There are supporters of the NW Crow and rival American Crow supporters with the threat of fisticuffs when the factions meet. The disputed reasons hinge on the crossover of size and voice which could go either way. So I shall have to reconsider NW Crows and their status on my Seattle list. Are the ones from Vancouver safe I wonder?
I walked with Constance and Amy for a while. We found a bushtits' nest hanging from a large tree. The bushtits had been disturbed during their first attempt at nest-building but had returned to try again and looked to be doing well. We passed the eastern pond which held some Kildeer and Least Sandpiper. Constance was full of information and advised on ID techniques for Least Sandpipers. Yellow legs and a middling brown not swaying either towards red or grey. I left them shortly after, but not before getting a useful site called “tweeter”, a forum for Pacific NW birders. Google Tweeter if you are heading that way.
I was pointed in a new direction by Constance and Amy and found a part of the reserve that I had not explored before.
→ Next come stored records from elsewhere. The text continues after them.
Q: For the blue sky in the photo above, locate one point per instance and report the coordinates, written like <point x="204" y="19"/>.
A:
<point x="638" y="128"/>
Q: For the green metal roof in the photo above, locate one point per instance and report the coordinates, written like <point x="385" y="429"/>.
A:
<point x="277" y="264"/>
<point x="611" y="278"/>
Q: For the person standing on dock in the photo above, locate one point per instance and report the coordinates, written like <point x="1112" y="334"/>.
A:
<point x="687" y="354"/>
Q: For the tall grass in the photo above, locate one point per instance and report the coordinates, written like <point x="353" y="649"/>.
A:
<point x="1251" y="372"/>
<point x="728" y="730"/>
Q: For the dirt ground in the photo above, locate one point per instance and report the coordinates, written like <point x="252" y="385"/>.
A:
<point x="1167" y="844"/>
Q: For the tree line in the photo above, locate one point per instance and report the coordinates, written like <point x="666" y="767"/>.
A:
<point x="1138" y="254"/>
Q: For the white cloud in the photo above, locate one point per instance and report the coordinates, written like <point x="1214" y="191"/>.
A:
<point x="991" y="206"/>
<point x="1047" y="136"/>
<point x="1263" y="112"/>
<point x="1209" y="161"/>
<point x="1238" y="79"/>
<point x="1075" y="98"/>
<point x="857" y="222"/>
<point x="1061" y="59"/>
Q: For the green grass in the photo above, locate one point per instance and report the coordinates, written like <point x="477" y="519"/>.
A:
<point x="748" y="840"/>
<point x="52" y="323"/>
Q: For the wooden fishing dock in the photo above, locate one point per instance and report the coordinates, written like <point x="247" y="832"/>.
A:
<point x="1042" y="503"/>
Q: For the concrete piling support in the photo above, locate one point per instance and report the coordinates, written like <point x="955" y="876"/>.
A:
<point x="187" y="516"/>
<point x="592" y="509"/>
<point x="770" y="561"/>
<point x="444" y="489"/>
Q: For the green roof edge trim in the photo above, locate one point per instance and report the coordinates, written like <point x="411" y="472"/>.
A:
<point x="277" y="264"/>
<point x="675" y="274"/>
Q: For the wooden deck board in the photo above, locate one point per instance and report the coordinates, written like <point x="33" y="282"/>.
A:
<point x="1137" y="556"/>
Amongst some bushes a Spotted Towhee churred and a Northern Flicker flashed it’s red undertail. A Lazuli Bunting had been reported and was breeding nearby, but I missed it.
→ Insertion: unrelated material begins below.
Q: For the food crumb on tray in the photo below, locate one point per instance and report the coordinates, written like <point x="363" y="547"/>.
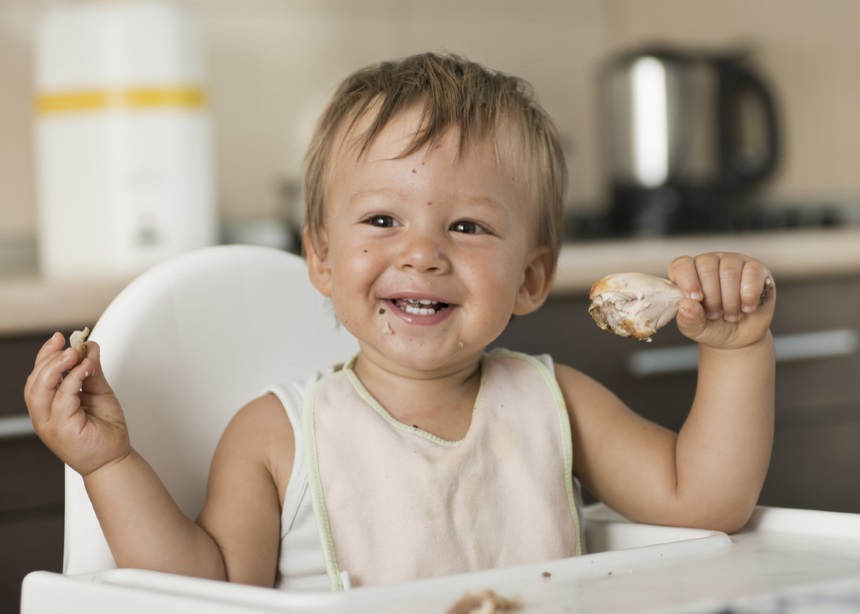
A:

The reserve only covers a very small area, but it had taken me nearly 4 hours to complete the loop. I suspect that if one was walking a dog it would take 45 minutes from the bus stop and back. But it was back to the bus stop for me now and just before I put my camera away, I got a really close shot of a crow. Any ideas? Even the crow looks unsure.

Species list 36;
Pied-billed Grebe 6, Great Blue Heron 7, Canada Goose 30, Wood Duck 2, Northern Shoveler 8, Osprey 1, Bald Eagle 2, Cooper’s Hawk 1, Killdeer 9, Least Sandpiper 7, Glaucous-winged Gull 12, Vaux’s Swift 6, Anna’s Hummingbird 2, Belted Kingfisher 1, Northern Flicker 8, Willow Flycatcher 1, Tree Swallow 80, Violet green Swallow 5, Barn Swallow 25, Cliff Swallow 120, Cedar Waxwing 6, Marsh Wren 3, American Robin 20, Bushtit 20, Black-capped Chickadee 15, American Crow 60, Common Starling 6, House Finch 35, American Goldfinch 15, Common Yellowthroat, 8, Spotted Towhee 1, Savannah Sparrow 8, Song Sparrow 12, White-crowned Sparrow 8, Red-winged Blackbird 20.